Hornblower clenched his fists again, boiling with exasperation at the thought. It was he who would be held responsible for any disaster, who would have to sustain the contempt or the pity—either alternative horrible to contemplate—of his brother captains. He yearned and hungered for men, more passionately than ever a miser desired gold, or a lover his mistress. And now he had no more chance of finding any. Gerard’s raid upon St. Ives and Redruth had been his last effort; he knew that he had been fortunate to get as many as fifty men from there. There would be no chance of obtaining any from the convoy. Government transports to Lisbon, government Storeships to Port Mahon, East India Company’s ships—he could not take a man from any of those. He felt like a man in a cage.

He went across to his desk again and took out his private duplicate of the ship’s watch bill, which he and Bush had sat up through most of the night to draw up. It was largely upon that watch bill that the efficiency of the ship would depend in her short-handed condition; the trained men had to be distributed evenly over every strategic point, with just the right proportion of landsmen to facilitate training, and yet not to impede the working of the ship. Foretop, maintop, and mizzen top; forecastle and afterguard; every man had to be assigned a duty, so that whatever evolution out of the thousand possible was being carried out, in fair weather or foul, in daylight or darkness, he would go to his position without confusion or waste of time knowing exactly what he had to do. He had to have his place at the guns allotted him under the command of the officer of his division.

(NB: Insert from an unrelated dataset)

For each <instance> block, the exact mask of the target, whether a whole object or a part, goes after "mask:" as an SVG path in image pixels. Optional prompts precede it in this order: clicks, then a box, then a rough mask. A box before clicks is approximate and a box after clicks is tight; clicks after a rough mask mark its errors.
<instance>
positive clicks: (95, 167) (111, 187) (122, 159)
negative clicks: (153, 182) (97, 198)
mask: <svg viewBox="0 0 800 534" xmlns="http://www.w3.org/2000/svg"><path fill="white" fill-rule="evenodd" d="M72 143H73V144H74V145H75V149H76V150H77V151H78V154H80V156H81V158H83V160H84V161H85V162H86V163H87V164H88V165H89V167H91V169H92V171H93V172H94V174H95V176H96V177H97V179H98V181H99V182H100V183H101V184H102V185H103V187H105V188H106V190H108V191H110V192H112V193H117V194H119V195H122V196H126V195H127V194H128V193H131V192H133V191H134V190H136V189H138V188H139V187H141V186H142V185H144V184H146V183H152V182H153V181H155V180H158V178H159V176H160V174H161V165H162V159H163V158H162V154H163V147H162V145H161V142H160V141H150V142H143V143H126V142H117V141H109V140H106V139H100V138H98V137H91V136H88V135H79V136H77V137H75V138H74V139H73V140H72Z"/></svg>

Hornblower looked through the watch bill again. It was satisfactory as far as it went. It had a kind of cardcastle stability—adequate enough at first sight, but incapable of standing any strain or alteration. Casualties or disease would bring the whole thing down in ruins. He flung the watch bill down as he remembered that, if the cruise were a healthy one, he might expect one death every ten days from accident or natural causes without regard to hostile action. Fortunately it was the unseasoned men who were the more likely to die.

Hornblower cocked his ear at the din on the main deck. The hoarse orders, the pipes of the boatswain’s mates, and the stamp-and-go of many feet told him that they were heaving up the longboat from overside. A strange squeaking, unlike that of the sheaves in the blocks, which had reached him for some time and which he had been unable to identify so far, he suddenly realised was the noise of the various families of pigs—captain’s stores and wardroom stores—at last come on board. He heard a sheep bleating and then a cock crowing to the accompaniment of a roar of laughter. He had brought no cock along with his hens; it must belong to someone in the wardroom or the midshipmen’s berth.